Most advice about using Microsoft PowerPoint is geared toward business users. Experts speak of creating presentations that entertain and motivate, while acknowledging that listeners can only absorb a small amount of information in one sitting.
But if you’re a teacher, let’s say in high school or college, your goals are different. Rather than motivating students to act or make a decision, you want them to learn. Ultimately they will be tested on content. You want to grab your students intellectually, not necessarily emotionally.
Patrick Douglas Crispen, a faculty training and support coordinator for the California State University at Long Beach, has written about the use of PowerPoint in education. He points out that there is quite a difference between a business PowerPoint presentation and a classroom PowerPoint presentation. Notes Crispen, “The primary goal of any classroom PowerPoint presentation isn’t to entertain, but rather to teach.”
Should you use PowerPoint at all? If so, when and how? Teachers want to know whether PowerPoint slideshows will help their students to learn, or hinder them. And because the education presentation and those used in business are different animals, teachers at all levels need to reconsider the standard business use of text and images, how best to organize their slides, and how to take advantage of PowerPoint’s Notes feature.
The Mayer multimedia principles
A psychology professor at the University of California, Santa Barbara, Richard E. Mayer has studied the way students learn from visuals and lectures. In his book, Multimedia Learning (Cambridge University Press, 2001), Mayer summarizes his research on how people learn when they see and hear multimedia content, taking into account the various combinations of words and pictures.
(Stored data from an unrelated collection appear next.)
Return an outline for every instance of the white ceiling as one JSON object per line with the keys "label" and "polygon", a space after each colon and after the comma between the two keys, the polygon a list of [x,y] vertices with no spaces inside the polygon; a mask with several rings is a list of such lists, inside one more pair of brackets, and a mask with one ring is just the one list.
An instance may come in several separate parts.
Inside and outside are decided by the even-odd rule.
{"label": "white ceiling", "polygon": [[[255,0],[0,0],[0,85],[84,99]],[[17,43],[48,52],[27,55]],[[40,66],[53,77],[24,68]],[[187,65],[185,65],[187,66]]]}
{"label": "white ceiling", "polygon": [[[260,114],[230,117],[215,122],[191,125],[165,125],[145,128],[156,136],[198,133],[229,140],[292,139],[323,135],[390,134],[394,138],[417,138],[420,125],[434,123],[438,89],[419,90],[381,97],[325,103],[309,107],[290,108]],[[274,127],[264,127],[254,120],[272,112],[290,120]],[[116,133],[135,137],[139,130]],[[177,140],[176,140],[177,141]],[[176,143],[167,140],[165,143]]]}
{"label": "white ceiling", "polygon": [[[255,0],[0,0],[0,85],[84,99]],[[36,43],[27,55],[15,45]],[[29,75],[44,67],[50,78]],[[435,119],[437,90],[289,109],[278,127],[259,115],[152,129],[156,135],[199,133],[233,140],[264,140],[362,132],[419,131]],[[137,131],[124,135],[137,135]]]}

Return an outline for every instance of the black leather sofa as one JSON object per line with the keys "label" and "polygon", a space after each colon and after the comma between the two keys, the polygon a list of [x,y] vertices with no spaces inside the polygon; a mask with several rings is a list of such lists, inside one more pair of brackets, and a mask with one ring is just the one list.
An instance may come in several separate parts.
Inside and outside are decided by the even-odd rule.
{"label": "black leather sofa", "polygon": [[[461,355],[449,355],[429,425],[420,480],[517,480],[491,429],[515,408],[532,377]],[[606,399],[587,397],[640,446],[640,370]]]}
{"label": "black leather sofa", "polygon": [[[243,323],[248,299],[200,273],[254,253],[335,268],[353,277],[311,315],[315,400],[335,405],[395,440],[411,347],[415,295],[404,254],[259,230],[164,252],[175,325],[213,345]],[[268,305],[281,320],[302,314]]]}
Mayer’s work outlines several multimedia principles, the main one stating that people learn better from words and pictures than from words alone. He also notes that not all educational material lends itself to a visual representation, but when appropriate, visuals can help students learn. In addition, people learn better when words are near corresponding pictures and there is no extraneous information nearby to distract attention.
What should a PowerPoint-using educator take from this? And how do you know when an image is extraneous? Some teachers suggest not using images at all, not even logos or templates, unless it is necessary for explaining the content, the material is very difficult, or students need help understanding the topic. Remember, students are tested on facts and processes, not on the images.
So before you place an image on a lecture slide, consider the following:
* Is it specifically related to the text on the slide?
* Would leaving out the image remove crucial information?
While scholarly arguments on the usefulness of visuals in teaching may not be final, one thing is certain — you don’t use images in an educational setting the way you do in a business setting. “When in doubt, leave it out” is a good motto for educators.
Keep slides organized
According to Mayer’s redundancy principle, people understand more when they hear the text, compared with when they both hear and see the text. This in itself is surprising, because it seems to contradict the most common way PowerPoint is used in business and in education — to display text onscreen as the presenter reads it aloud. Exceptions to this education principle are when technical terms are taught or when content must be repeated for novices to the topic at hand.
To put this principle into practice, make sure only your main topics are included on the slide, but not all of your individual points. Then elaborate on your main points orally in your lecture. Keep in mind that the PowerPoint file is not your presentation; what you say is your presentation.
The main advantage of this technique for teaching is that students must listen to take notes. When you put all of your points on the slides, students naturally will only write down the text they see on the slide, assuming that’s what you’ll test them on. When you elaborate on any of the points, students will assume this verbal content isn’t important, because you didn’t put it on the slides.